Lindsey will be offering his insights and thoughts on the Rockets throughout the 2006-07 season in his periodic blog.
Basketball Without Borders
Feb. 12, 2006
Gersson Rosas is a Personnel Scout/Video Coordinator for us. Gersson is an important member of our Basketball Operations Department due to his wide variety of skills and basketball experiences. He has been a coach, scout, video coordinator, shoe company representative and an agent within the basketball business. In addition, Gersson is bilingual so he is the person who heads our South America scouting. When Gersson first approached me regarding a job in our operations department, I gave him a few ideas on how to broaden his skill set so he could set himself apart from others trying to break into the business. Within a couple of years, he did everything we recommended, and when we had a spot that he could fill, we felt like he could compliment our staff well. Most importantly, Gersson is a good person who is very loyal to the Houston Rockets. Enjoy the read!!!

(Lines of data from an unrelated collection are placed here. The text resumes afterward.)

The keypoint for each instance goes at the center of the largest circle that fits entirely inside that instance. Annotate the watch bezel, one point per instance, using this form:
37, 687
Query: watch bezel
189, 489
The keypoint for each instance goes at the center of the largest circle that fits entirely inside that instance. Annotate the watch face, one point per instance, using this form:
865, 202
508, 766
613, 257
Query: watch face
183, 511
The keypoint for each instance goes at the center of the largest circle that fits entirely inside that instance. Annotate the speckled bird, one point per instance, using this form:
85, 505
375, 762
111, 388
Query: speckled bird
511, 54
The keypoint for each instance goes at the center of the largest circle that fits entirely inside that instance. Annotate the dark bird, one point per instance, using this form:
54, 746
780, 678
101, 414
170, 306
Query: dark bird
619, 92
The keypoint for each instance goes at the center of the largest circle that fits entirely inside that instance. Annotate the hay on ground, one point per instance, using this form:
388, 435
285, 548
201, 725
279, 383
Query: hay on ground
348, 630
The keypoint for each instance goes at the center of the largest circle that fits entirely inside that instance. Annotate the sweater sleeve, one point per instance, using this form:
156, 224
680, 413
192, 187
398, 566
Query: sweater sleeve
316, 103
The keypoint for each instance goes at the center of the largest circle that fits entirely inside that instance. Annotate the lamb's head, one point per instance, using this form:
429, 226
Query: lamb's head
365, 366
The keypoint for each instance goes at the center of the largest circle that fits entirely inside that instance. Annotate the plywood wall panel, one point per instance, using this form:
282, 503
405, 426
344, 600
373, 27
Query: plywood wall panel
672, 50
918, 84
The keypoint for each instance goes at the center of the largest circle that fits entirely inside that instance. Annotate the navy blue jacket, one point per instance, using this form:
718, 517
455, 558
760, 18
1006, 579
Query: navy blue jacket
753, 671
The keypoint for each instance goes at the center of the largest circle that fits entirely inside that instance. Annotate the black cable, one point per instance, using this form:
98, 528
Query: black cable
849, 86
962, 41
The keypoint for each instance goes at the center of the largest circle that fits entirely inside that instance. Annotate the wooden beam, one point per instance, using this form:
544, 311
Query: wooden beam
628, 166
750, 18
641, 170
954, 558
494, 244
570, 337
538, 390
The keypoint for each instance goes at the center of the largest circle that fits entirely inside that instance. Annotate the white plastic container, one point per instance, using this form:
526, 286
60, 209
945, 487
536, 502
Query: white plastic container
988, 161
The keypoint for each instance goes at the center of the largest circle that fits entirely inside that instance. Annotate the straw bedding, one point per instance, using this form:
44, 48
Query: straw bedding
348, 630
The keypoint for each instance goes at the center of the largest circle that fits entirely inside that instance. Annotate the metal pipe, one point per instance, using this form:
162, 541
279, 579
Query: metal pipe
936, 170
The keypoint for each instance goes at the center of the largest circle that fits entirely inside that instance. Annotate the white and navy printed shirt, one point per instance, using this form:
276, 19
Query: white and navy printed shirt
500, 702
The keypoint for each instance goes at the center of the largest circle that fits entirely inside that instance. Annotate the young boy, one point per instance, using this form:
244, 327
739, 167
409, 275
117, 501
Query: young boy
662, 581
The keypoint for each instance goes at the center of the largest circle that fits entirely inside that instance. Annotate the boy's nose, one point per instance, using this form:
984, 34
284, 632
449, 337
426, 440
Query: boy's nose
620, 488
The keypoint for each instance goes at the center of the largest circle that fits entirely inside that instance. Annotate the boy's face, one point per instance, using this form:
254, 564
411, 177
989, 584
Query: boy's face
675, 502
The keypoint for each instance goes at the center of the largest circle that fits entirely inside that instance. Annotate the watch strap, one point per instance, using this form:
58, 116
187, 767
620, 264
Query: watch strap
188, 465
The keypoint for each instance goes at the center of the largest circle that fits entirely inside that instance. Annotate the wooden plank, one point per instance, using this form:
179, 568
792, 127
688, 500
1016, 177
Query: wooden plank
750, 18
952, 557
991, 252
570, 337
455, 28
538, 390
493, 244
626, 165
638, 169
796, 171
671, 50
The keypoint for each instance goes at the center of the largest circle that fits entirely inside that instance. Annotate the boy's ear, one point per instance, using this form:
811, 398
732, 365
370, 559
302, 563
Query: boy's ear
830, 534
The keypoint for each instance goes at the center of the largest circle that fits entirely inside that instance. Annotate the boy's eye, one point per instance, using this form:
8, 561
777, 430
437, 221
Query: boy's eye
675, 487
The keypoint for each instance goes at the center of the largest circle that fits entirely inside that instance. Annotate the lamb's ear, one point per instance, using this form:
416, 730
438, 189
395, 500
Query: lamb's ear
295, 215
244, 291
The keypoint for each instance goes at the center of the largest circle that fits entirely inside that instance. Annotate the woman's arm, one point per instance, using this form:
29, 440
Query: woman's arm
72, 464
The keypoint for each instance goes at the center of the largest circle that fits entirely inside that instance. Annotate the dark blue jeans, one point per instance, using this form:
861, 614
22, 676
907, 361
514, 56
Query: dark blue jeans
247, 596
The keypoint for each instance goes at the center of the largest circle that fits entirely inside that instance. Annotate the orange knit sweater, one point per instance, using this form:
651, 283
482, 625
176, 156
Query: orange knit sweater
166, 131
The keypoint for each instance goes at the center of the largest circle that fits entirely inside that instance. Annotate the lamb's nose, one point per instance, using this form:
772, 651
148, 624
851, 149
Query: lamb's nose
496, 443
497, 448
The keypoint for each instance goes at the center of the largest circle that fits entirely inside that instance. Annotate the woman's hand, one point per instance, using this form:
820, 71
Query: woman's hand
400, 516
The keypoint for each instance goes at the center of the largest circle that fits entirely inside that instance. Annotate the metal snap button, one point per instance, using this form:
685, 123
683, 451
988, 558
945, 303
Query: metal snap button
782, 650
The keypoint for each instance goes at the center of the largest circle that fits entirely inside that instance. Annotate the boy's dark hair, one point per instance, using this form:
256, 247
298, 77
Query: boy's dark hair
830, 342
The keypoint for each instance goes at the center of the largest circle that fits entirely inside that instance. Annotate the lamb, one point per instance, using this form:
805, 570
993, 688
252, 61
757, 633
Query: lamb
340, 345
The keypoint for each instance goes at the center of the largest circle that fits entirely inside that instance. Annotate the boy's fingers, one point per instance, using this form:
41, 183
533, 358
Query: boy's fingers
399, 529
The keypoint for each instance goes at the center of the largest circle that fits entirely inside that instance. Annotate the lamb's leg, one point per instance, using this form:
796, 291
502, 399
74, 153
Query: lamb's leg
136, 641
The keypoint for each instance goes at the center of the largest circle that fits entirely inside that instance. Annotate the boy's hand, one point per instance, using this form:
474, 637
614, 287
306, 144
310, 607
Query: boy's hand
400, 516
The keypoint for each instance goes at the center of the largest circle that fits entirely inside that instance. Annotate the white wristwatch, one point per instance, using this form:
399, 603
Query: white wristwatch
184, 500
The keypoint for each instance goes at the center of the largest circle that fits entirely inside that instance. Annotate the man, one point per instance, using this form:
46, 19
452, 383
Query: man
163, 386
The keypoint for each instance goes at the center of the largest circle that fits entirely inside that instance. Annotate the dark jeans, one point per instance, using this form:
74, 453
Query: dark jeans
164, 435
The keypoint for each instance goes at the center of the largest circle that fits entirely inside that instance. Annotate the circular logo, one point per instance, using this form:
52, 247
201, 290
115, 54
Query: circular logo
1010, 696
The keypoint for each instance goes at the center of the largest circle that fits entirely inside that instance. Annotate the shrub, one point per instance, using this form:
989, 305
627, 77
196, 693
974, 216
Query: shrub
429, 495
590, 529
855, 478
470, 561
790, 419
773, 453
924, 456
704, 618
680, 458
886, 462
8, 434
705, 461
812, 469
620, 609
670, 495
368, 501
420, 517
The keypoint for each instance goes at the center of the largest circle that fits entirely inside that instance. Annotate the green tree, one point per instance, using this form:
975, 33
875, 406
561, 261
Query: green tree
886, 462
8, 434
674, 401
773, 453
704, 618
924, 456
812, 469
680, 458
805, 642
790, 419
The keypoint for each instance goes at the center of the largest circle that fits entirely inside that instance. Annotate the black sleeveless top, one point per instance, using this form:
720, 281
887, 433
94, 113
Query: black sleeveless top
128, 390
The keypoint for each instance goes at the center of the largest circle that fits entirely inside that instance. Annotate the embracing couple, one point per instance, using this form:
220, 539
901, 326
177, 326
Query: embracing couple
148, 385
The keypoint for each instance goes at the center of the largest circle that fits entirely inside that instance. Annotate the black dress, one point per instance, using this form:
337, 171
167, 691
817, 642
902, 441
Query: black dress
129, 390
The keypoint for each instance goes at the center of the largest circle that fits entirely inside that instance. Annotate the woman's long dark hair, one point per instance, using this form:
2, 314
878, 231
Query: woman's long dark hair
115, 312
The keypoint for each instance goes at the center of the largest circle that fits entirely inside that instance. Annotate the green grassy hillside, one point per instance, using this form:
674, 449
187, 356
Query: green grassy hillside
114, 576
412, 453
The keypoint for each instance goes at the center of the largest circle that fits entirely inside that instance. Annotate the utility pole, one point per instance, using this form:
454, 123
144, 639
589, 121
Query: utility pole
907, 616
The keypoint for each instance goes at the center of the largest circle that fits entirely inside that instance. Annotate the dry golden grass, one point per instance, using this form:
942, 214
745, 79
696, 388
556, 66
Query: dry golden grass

The Houston Rockets take pride in having a strong international tradition woven into the team's fibers, as the franchise's history has been highlighted by global stars including Hakeem Olajuwon, Yao Ming, Dikembe Mutombo and Carl Herrera. The team is fortunate to have an owner in Leslie Alexander, who firmly supports our efforts in scouring the globe in order to evaluate and assess developing talent from all over the world. The realization of the value and potential of these efforts have been strongly held by the organization, and as a result, has yielded the team a strong presence in basketball markets outside the US. One of the fundamental bases of this strategy has been the support of basketball development programs and clinics throughout the world, specifically the NBA’s Basketball without Borders.
Featuring current and former NBA players and team personnel as camp coaches, Basketball without Borders, a global basketball development and community outreach program, is a basketball instructional camp for young people that also promotes friendship, healthy living and education with an emphasis on HIV/AIDS awareness and prevention. Since its inaugural year in 2001, Basketball without Borders has taken place on five continents and featured more than 160 NBA players, coaches and team personnel from 30 different teams who serve as camp coaches and mentors for more than 1,000 young athletes from over 100 different countries and territories. The NBA family and the campers have traveled more than 85 million miles and logged more than one million hours of community service participating in Basketball without Borders. The camps are highlighted by extensive community outreach activities focusing on HIV/AIDS awareness, education and grassroots basketball development. The NBA and FIBA also donate products, such as basketballs, rims and sporting goods to local basketball federations and communities. The Rockets have been one of the NBA’s most ardent supporters of this program through participation in all facets, which includes directing, consulting, coaching and overall involvement in the NBA’s Basketball without Borders.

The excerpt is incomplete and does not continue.